As a DIY enthusiast you need to carefully evaluate how ambitious you want to go with water quality, because advanced water cleaning solutions can easily cost multiple thousands.

Luckily there are plenty of good and affordable filters in the market. Swimming pool, marine fish tank and regular water filters can work for your floating tank. After filtering the water you have to kill the bacteria and viruses that live there. To do that you will have to use some additional water treatment options.

Most common options:

  • Chlorine or Bromine
  • Hydrogen peroxide (H2O2)
  • UV Lights
  • Ozone


Single treatment solution is NOT enough, you must combine multiple solutions.

If you don’t use multiple cleaning solutions some bacteria, virus or other living thing will start multiplying in the water.

The cheapest and easiest way is to go with a water filter, hydrogen peroxide and UV. This is what most people use, because it’s pretty low risk, low maintenance and comparatively cheap.

It is also a good idea to monitor water ph level. It should be somewhere between 6.5 to 7.5.

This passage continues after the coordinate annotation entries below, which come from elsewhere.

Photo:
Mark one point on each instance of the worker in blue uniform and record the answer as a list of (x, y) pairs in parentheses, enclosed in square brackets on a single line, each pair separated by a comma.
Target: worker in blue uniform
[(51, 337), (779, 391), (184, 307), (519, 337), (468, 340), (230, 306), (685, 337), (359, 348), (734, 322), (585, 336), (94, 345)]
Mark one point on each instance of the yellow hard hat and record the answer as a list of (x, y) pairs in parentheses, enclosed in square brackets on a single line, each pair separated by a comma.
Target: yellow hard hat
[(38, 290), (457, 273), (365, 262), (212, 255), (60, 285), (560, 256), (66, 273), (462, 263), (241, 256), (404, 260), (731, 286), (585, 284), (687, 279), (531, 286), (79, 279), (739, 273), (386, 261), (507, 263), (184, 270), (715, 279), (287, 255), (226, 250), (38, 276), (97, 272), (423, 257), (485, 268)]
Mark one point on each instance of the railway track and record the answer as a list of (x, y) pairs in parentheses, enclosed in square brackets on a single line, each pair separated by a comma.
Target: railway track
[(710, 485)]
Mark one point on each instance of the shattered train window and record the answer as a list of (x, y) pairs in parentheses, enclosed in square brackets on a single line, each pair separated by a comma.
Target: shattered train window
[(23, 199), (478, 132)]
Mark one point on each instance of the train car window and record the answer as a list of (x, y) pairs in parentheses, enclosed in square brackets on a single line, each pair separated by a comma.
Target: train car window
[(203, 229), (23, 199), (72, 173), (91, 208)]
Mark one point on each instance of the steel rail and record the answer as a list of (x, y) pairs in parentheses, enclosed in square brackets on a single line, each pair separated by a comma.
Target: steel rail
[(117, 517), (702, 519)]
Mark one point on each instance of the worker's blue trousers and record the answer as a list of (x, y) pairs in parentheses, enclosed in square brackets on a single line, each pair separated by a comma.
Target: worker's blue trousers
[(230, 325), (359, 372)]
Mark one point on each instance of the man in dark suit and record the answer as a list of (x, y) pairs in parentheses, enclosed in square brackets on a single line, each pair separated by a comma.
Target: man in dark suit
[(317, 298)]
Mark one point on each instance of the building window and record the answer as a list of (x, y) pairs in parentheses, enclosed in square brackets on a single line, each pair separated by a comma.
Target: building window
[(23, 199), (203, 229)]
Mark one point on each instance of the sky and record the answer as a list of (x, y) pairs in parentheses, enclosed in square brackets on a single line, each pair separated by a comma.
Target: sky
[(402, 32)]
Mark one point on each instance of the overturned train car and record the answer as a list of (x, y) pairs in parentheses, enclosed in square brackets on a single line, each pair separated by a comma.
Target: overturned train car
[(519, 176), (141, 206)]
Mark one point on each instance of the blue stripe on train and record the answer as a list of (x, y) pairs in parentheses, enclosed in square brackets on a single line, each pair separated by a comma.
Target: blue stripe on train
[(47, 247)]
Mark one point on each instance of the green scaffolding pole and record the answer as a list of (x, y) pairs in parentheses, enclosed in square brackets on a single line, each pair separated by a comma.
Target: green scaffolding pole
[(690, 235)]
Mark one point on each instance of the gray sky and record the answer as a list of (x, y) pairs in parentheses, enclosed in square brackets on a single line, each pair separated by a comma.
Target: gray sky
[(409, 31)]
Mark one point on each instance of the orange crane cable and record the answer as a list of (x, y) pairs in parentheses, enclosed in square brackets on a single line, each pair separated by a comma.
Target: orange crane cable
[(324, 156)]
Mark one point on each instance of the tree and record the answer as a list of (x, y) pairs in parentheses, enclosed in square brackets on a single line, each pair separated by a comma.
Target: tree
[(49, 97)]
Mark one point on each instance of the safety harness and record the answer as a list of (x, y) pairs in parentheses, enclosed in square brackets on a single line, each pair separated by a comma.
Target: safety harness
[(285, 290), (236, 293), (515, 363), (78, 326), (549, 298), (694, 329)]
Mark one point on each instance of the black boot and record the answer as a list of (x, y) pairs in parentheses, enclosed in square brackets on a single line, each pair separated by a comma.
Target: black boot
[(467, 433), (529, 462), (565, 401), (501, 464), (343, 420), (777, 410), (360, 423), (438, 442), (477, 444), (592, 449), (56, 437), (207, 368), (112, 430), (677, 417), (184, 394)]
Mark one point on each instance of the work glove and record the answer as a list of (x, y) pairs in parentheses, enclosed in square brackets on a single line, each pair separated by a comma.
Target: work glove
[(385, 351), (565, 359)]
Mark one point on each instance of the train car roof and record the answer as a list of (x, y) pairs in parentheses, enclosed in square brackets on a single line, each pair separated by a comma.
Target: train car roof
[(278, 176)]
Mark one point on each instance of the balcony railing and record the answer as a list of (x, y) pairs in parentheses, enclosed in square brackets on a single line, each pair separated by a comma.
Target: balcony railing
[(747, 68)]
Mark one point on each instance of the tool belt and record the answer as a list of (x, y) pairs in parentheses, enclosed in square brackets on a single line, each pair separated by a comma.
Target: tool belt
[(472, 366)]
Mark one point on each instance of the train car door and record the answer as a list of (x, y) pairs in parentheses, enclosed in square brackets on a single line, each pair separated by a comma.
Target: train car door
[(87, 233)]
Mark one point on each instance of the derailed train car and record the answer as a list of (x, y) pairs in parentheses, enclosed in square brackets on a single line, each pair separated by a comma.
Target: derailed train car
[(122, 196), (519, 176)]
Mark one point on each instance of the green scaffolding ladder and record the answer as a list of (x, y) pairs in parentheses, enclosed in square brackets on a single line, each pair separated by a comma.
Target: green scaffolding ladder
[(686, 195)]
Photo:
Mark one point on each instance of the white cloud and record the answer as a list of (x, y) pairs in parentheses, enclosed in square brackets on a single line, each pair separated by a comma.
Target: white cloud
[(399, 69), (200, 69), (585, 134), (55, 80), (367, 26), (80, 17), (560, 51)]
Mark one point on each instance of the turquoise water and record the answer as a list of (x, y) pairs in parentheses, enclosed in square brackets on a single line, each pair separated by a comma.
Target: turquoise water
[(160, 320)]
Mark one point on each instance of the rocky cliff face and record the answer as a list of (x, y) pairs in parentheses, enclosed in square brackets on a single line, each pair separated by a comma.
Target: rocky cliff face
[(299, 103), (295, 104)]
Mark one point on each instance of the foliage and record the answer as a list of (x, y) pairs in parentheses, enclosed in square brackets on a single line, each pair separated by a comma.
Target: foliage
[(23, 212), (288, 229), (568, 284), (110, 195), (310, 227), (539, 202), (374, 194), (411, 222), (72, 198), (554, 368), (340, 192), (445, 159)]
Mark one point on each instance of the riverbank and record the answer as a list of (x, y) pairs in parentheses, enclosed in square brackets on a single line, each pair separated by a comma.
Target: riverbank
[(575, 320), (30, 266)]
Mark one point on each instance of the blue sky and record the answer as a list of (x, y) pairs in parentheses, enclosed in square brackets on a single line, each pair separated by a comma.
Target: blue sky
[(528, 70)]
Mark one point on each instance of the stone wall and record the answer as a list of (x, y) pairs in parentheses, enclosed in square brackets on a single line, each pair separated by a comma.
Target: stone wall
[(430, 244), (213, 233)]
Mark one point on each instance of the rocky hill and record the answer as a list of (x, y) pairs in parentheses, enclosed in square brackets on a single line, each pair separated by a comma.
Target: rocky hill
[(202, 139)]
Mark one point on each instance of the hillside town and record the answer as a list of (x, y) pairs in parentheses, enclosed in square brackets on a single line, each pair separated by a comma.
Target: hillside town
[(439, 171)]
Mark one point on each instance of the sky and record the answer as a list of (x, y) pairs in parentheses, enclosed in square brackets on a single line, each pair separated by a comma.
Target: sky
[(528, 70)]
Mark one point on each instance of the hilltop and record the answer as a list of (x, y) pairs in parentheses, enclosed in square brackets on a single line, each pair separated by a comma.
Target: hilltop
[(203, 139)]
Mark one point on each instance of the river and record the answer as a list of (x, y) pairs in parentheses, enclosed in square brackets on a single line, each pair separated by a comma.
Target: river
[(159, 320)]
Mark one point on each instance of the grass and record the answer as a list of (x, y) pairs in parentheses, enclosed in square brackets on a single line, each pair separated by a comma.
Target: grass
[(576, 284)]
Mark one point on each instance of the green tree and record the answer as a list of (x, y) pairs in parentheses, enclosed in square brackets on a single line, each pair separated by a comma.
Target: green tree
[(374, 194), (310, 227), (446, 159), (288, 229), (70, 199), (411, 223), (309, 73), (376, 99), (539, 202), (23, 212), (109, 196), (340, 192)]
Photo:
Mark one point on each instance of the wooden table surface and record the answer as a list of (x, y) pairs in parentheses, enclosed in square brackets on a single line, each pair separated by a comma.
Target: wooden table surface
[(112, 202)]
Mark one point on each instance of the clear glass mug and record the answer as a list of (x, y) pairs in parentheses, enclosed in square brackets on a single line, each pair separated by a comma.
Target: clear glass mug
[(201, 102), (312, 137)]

You will be surprised how annoying salt water is. If the temperature in your tank drops it will start crystallizing, if your filter pump is not used for long enough it will also crystallize there and clog the pump and filters.



To have a good time in the tank you want to make sure that the water is warm and remains warm during your float. Water should be around skin temperature 34C to 35C.

To be honest there are multiple ways to heat up the water in the tank. If you are not planning to float for multiple hours you don’t even need to heat the water during your floating session because water cools pretty slowly.

However most professional tanks do have constant temperature monitoring and heating while you float, they also heat the air that is coming in. 

There are many off the shelf options for heating water – waterbed heaters, pool heaters, fish tank heaters, regular water heaters.

Most of the time DIY float builders use waterbed heaters because they are cheap, silent and have a thermostat built in.

This is somewhat obvious but if you make your tank too air tight you will suffocate so please add air circulation into your tank. Using small silent computer ventilators works fine. You could also pre-heat the air but that is not mandatory.



This problem is solved by using magnesium sulfate heptahydrate also known as Epsom salt. People use both medical grade and industrial grade salt. However to be safe you should use only medical grade Epsom salt. The industrial grade salt can have some very nasty impurities and byproducts so it’s slightly risky.

I have also heard that people successfully float in regular table salt. Since the science is still unclear if Epsom salt is mandatory, regular salt is a very cheap alternative that might actually do the trick.

You will have to use a salinity meter to measure how much salt you have in the water. The specific gravity of your water and salt mix should be somewhere between 1.25 to 1.285.

In practice 20 to 26 cm of water will be fine, you can adjust that level based on your needs.



Water vapor will start condensing on the top of your tank and start dripping on your face when you are trying to meditate. There are two common ways to deal with that: heating the top of your tank or having a sloped roof design.

Most DIY tanks go with the sloped roof option because it’s cheaper and easier to do.



Be very careful with your electrical equipment. Don’t do stupid things and electrocute yourself. Ground all your equipment, also use a GDCI (Ground-Fault Circuit Interrupter). It is also smart to turn off or even unplug all of your electrical equipment while floating to reduce noise and also for security reasons.



Now that we have looked at the main issues that need to be solved by your floating tank lets look at how to actually build it.

You can make your tank from many different materials. Most common DIY tanks are made from plywood with some inner lining, usually EPDM pond liner.

Plywood is easy to assemble and its pretty good at heat insulation and EPDM liner is really cheap and easy to get and is completely unaffected by the salts.


A common tank design looks something like this:

Tank design
Tank design



One more options is buying a large plastic water tank. Just cut it in half and you have a tank. No lining needed just build the outer frame and opening mechanism.